Saturday, April 02, 2005

The toast of New Orleans...

CNN reports, in its TRAVEL column:

Liquor exhibits and bartender history capture spirit of city

This city's liquid assets, from absinthe to iced tea, are getting a lot of attention these days.

The Louisiana State Museum has an exhibit of New Orleans beverages from bourbon to Barq's. A cocktail museum opened recently. A Southern Comfort Museum is in the works. And a group dedicated to the many cultures of Southern food is looking to collect oral histories from the city's bartenders.

What does it all mean?

"We make everything an art form," says Beverly Gianna, spokeswoman for the New Orleans Convention and Visitors Bureau. "I think the fact that we can take our food and beverage and have museums centered around that just emphasizes and underscores the joie de vivre of New Orleans. Our great spirit. Or spirits."

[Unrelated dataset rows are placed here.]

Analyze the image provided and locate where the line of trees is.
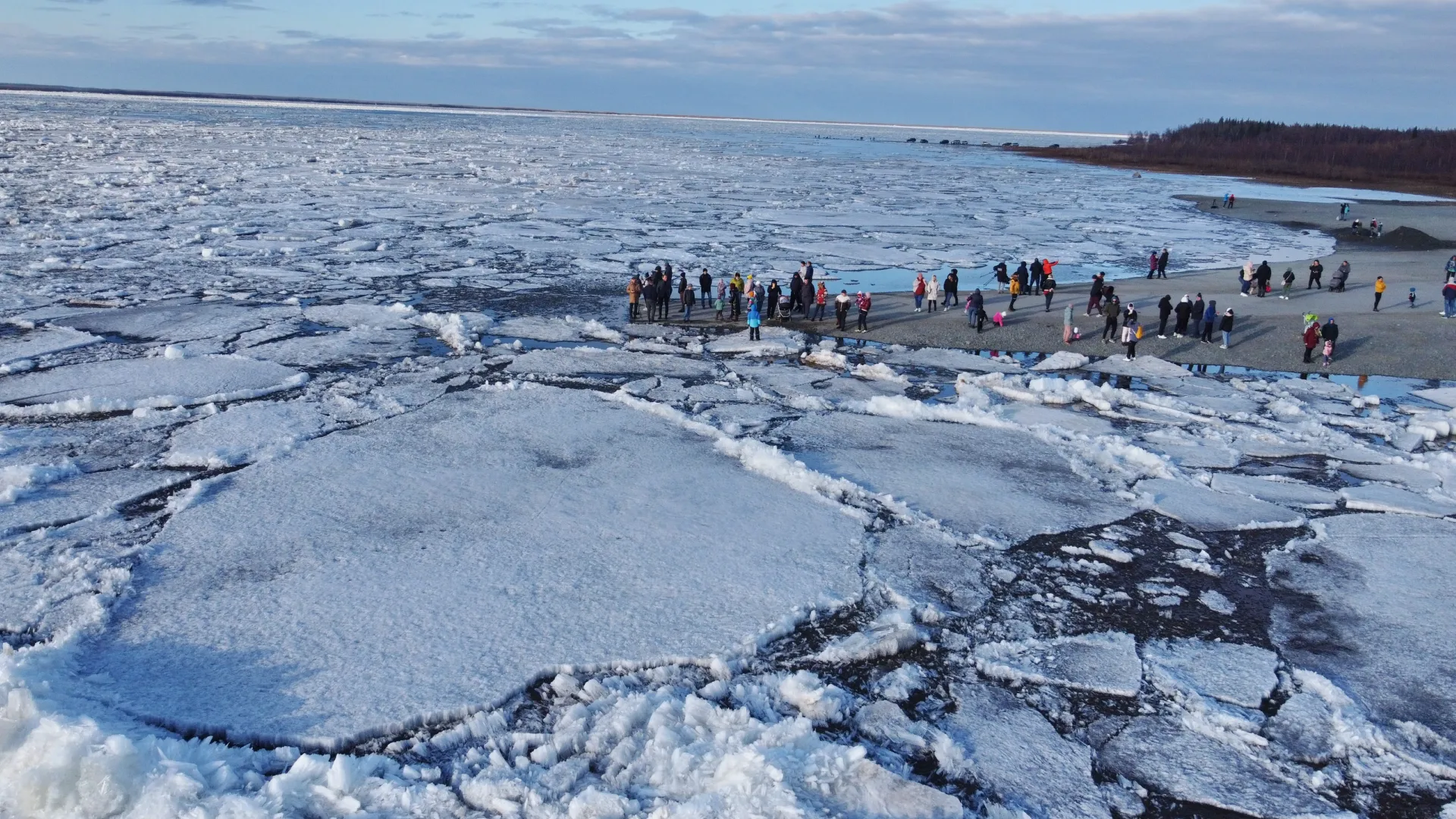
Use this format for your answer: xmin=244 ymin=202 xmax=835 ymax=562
xmin=1035 ymin=120 xmax=1456 ymax=188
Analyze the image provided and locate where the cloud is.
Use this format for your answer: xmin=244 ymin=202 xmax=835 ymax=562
xmin=0 ymin=0 xmax=1456 ymax=130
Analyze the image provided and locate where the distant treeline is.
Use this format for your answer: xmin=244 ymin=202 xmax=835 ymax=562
xmin=1019 ymin=120 xmax=1456 ymax=194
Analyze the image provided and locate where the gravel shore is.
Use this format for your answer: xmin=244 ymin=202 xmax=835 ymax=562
xmin=664 ymin=196 xmax=1456 ymax=379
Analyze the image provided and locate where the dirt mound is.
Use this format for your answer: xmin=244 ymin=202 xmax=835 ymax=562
xmin=1331 ymin=228 xmax=1456 ymax=251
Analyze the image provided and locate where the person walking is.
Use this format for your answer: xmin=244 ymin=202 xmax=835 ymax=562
xmin=1157 ymin=294 xmax=1174 ymax=338
xmin=1174 ymin=293 xmax=1192 ymax=338
xmin=628 ymin=272 xmax=642 ymax=324
xmin=1082 ymin=272 xmax=1106 ymax=316
xmin=1320 ymin=318 xmax=1339 ymax=359
xmin=1304 ymin=321 xmax=1320 ymax=364
xmin=965 ymin=287 xmax=986 ymax=335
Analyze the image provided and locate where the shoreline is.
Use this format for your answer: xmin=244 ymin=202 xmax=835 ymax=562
xmin=646 ymin=196 xmax=1456 ymax=381
xmin=1002 ymin=146 xmax=1456 ymax=204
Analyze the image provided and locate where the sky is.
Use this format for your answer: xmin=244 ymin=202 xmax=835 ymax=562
xmin=0 ymin=0 xmax=1456 ymax=133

But then, you might expect liquor exhibits and bartender history in a city where a top attraction is Bourbon Street. OK, it's named after some old French rulers. But they're not around any more. Bars are. The 13 blocks of Bourbon Street include at least 20 bars and cocktail lounges.

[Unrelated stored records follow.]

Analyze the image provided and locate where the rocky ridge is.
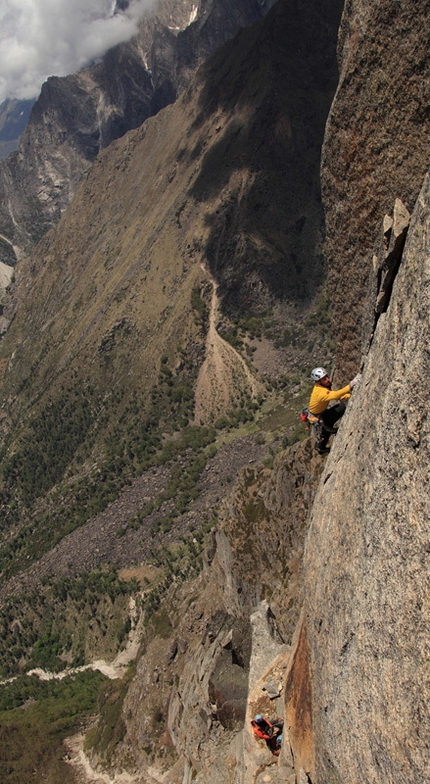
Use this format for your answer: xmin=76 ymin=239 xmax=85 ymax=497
xmin=0 ymin=0 xmax=271 ymax=264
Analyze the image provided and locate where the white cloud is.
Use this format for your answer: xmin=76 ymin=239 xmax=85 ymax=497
xmin=0 ymin=0 xmax=154 ymax=102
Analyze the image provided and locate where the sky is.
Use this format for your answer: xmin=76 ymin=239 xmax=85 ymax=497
xmin=0 ymin=0 xmax=154 ymax=103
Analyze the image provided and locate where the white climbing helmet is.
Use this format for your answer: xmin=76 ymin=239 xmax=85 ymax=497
xmin=311 ymin=368 xmax=328 ymax=381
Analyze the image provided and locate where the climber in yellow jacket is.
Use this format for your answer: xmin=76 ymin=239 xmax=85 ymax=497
xmin=308 ymin=367 xmax=360 ymax=455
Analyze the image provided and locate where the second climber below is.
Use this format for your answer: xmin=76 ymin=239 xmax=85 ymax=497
xmin=308 ymin=367 xmax=360 ymax=455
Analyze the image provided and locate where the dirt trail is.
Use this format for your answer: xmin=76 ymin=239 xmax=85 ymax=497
xmin=195 ymin=265 xmax=258 ymax=424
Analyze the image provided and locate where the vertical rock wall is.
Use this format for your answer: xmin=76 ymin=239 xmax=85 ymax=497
xmin=305 ymin=177 xmax=430 ymax=784
xmin=322 ymin=0 xmax=430 ymax=378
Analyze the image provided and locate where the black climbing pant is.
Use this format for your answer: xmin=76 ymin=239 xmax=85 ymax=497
xmin=317 ymin=402 xmax=346 ymax=449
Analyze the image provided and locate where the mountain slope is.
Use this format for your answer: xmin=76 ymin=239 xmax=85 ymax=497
xmin=1 ymin=3 xmax=337 ymax=568
xmin=0 ymin=0 xmax=270 ymax=264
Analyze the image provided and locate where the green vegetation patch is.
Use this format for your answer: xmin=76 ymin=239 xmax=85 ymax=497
xmin=0 ymin=670 xmax=106 ymax=784
xmin=0 ymin=568 xmax=139 ymax=678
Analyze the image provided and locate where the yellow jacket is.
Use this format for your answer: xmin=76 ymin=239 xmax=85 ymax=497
xmin=308 ymin=384 xmax=351 ymax=414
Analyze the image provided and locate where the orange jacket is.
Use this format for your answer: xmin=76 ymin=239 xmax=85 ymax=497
xmin=308 ymin=384 xmax=351 ymax=415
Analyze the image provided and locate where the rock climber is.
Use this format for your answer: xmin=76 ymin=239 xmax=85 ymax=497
xmin=251 ymin=713 xmax=284 ymax=756
xmin=308 ymin=367 xmax=361 ymax=455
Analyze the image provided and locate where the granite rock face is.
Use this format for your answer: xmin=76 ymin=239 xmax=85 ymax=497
xmin=304 ymin=172 xmax=430 ymax=784
xmin=322 ymin=0 xmax=430 ymax=378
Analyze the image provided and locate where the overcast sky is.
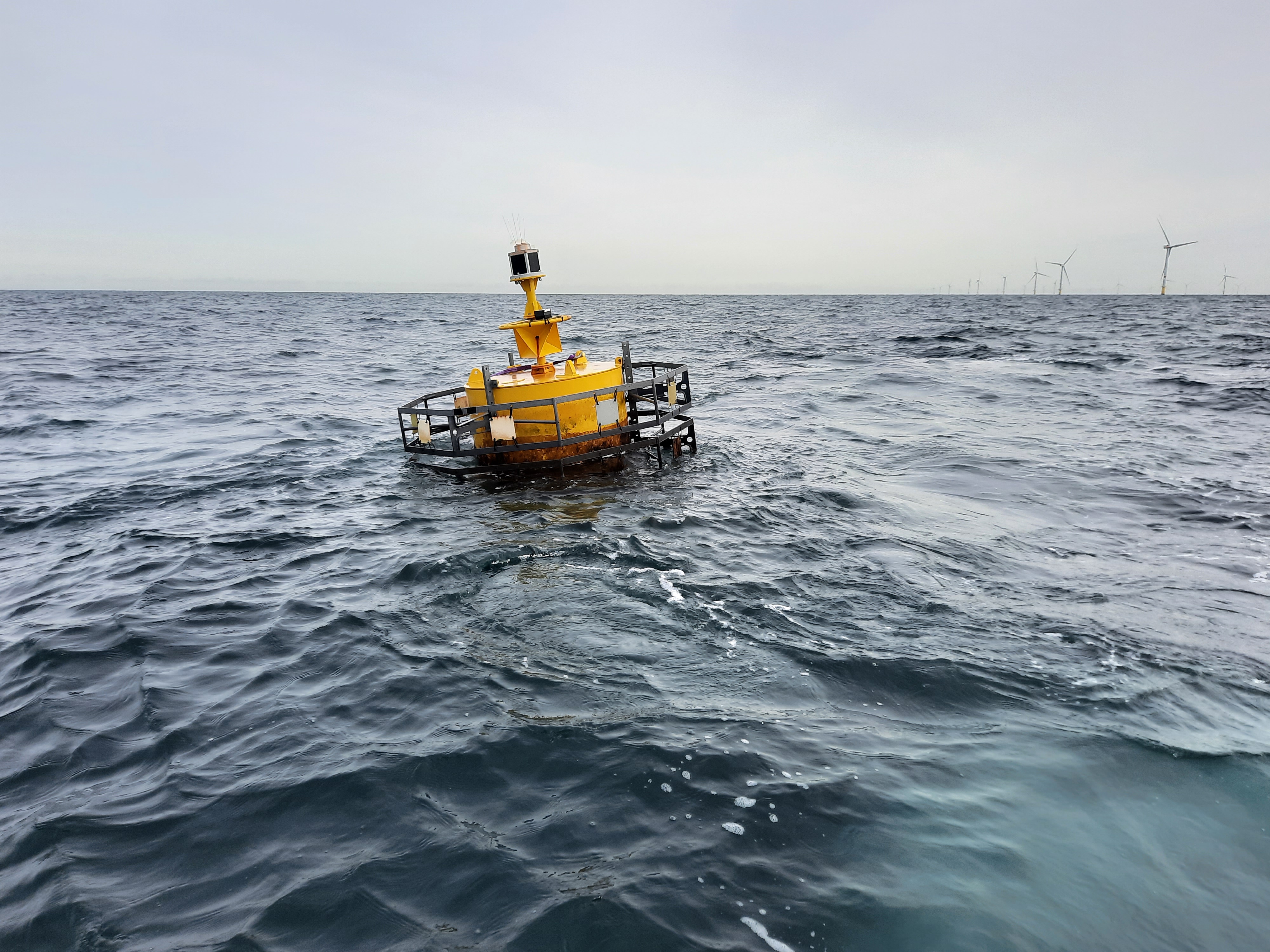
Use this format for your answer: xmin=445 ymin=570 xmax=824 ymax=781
xmin=0 ymin=0 xmax=1270 ymax=293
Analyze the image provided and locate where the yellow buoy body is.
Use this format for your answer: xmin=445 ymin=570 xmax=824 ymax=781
xmin=464 ymin=359 xmax=626 ymax=463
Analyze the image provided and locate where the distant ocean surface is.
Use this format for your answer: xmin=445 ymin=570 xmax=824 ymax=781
xmin=0 ymin=292 xmax=1270 ymax=952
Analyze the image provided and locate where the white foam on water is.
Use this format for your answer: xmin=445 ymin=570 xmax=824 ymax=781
xmin=626 ymin=569 xmax=683 ymax=603
xmin=740 ymin=915 xmax=794 ymax=952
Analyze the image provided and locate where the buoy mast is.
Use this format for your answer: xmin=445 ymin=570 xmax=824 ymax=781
xmin=498 ymin=241 xmax=569 ymax=380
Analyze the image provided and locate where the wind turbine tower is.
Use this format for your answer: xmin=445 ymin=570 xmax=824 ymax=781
xmin=1156 ymin=218 xmax=1194 ymax=294
xmin=1045 ymin=248 xmax=1077 ymax=294
xmin=1024 ymin=258 xmax=1049 ymax=294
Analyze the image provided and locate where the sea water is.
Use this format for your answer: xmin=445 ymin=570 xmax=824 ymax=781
xmin=0 ymin=292 xmax=1270 ymax=952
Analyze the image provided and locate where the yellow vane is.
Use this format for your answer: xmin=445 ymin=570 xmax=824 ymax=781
xmin=498 ymin=241 xmax=569 ymax=376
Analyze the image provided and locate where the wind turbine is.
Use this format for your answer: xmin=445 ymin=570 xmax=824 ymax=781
xmin=1045 ymin=248 xmax=1077 ymax=294
xmin=1024 ymin=258 xmax=1049 ymax=294
xmin=1156 ymin=218 xmax=1194 ymax=294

"There's a lot of interesting scholarship about cocktails and New Orleans," says Amy Evans, who is working on the bartenders' oral history project.

"Bartenders are the keepers of history and tradition and gossip and lore that is really a mother lode," Evans says.

This is the latest of several oral history projects she's done for the Southern Foodways Alliance, an affiliate of the University of Mississippi's Center for the Study of Southern Culture.

She's also done oral histories on barbecue in Memphis and in rural Tennessee; on Greek-owned restaurants in Birmingham, Alabama; and on defunct restaurants in Oxford and Greenwood, Mississippi.

The bartenders' oral history is sponsored by Southern Comfort, which hasn't been made here for more than a century. But its label shows a mansion only an hour or so from the French Quarter, where the recipe was created 130 years ago -- by a New Orleans bartender.